Best Recipe for Sun-dried Tomato Pesto-Stuffed Pork
Ingredients
- Cooking spray
- 2 1/2 pounds pork tenderloin
- 1 cup prepared sun-dried tomato pesto
- Salt and ground black pepper
- 1/4 cup balsamic vinegar
- 2 tablespoons prepared honey mustard
- 2 tablespoons chopped fresh thyme leaves
- 2 cups quick-cooking rice, prepared according to package directions
Instructions
- Watch how to make this recipe.
- Preheat oven to 400 degrees F. Coat a shallow roasting pan with cooking spray.
- Using a sharp knife, cut pork lengthwise 3/4 of the way through. Place in a prepared pan and spread sun-dried tomato pesto in the incision. Fold pork back in half and use a metal or wooden skewer to close the seam. Season with salt and black pepper.
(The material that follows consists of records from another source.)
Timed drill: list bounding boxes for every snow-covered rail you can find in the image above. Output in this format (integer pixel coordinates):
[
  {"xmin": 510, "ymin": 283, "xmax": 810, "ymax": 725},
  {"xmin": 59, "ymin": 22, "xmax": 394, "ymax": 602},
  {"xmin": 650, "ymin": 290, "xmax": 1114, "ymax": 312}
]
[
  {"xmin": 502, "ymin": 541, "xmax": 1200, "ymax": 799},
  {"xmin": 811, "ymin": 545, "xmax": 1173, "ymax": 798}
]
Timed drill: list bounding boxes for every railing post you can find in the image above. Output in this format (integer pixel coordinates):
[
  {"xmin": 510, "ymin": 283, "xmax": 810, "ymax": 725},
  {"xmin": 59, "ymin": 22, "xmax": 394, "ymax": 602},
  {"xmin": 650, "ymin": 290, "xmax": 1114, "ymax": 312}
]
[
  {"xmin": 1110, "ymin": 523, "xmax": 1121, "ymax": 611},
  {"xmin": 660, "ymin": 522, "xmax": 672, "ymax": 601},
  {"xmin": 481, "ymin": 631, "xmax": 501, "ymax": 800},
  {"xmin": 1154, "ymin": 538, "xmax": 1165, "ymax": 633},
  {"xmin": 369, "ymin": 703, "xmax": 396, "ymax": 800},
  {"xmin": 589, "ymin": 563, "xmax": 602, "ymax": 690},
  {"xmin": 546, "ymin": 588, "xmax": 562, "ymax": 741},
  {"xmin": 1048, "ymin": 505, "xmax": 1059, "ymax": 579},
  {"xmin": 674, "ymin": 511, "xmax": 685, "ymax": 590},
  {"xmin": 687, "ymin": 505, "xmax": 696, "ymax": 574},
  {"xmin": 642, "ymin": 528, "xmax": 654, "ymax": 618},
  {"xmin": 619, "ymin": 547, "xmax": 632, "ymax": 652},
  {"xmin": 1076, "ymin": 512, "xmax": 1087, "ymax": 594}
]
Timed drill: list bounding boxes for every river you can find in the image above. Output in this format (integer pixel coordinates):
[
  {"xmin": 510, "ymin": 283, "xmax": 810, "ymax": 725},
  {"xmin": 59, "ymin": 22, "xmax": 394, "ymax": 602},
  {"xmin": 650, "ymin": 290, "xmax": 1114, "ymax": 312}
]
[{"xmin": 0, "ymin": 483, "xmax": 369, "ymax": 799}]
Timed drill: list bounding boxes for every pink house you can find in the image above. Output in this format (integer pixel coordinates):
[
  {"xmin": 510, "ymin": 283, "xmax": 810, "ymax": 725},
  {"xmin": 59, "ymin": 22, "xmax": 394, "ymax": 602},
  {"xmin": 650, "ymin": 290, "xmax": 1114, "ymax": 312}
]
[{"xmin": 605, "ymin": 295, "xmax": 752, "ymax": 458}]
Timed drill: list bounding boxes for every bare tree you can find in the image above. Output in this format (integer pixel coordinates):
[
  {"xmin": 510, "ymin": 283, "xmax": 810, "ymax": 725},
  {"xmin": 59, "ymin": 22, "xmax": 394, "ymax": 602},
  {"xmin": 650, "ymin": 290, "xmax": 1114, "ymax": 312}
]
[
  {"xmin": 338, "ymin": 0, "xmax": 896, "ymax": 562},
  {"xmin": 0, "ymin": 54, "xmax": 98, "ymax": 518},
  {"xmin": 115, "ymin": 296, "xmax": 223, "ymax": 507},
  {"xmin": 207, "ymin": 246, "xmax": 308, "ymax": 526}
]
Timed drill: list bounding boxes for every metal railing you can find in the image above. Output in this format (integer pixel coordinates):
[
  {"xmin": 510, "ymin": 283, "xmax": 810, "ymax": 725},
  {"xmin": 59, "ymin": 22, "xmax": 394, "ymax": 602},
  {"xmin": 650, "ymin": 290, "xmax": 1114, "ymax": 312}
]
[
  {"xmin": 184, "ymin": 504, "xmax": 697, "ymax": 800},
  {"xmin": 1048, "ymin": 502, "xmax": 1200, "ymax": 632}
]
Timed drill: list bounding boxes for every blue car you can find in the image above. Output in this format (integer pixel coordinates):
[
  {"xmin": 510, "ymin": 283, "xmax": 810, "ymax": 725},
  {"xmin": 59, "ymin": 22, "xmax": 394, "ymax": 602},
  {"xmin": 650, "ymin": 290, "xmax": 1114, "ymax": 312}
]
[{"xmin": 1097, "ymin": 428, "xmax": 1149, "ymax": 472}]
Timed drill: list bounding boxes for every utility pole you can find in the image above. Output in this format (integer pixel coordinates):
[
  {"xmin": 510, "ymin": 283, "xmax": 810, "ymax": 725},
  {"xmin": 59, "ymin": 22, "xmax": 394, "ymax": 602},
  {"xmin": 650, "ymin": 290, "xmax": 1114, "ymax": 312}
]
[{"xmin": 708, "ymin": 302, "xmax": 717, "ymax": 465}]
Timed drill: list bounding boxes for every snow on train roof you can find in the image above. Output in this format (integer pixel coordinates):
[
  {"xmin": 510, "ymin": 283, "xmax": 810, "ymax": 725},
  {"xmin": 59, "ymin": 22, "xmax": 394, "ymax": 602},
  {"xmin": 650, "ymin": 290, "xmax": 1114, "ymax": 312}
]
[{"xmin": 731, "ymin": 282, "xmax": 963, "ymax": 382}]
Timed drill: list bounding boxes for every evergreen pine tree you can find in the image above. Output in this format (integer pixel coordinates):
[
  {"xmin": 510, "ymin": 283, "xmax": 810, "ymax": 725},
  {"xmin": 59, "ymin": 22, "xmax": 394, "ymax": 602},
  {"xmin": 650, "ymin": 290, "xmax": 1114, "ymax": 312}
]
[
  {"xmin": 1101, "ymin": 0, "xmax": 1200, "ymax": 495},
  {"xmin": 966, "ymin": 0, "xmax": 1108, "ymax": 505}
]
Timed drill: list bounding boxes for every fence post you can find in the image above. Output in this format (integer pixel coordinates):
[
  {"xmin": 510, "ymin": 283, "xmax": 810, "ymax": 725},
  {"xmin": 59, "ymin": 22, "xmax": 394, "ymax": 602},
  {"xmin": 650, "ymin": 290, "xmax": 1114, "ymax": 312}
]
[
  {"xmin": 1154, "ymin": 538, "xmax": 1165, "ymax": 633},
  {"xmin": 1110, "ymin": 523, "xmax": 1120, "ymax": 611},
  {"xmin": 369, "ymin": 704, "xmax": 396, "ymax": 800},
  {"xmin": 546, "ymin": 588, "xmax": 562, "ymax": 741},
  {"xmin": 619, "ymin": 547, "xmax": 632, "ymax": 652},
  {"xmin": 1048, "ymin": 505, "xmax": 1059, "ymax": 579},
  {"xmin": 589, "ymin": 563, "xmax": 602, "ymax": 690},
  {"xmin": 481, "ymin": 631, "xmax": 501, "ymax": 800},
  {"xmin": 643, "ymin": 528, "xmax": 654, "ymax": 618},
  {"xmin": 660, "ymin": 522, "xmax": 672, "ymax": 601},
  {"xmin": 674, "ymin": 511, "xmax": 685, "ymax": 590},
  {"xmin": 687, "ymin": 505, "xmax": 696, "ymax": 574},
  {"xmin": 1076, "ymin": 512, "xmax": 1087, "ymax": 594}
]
- In a small bowl, combine vinegar, honey mustard and thyme. Spoon mixture over pork.
- Roast 45 minutes, until an instant-read thermometer reads 155 degrees F (pork may still be pink in the center and that's O.K.).
- Let pork rest for at least 10 minutes before slicing crosswise into 1-inch thick slices. Serve about 1/2 of the pork with 2 cups rice. Reserve remaining rice and pork for additional meals.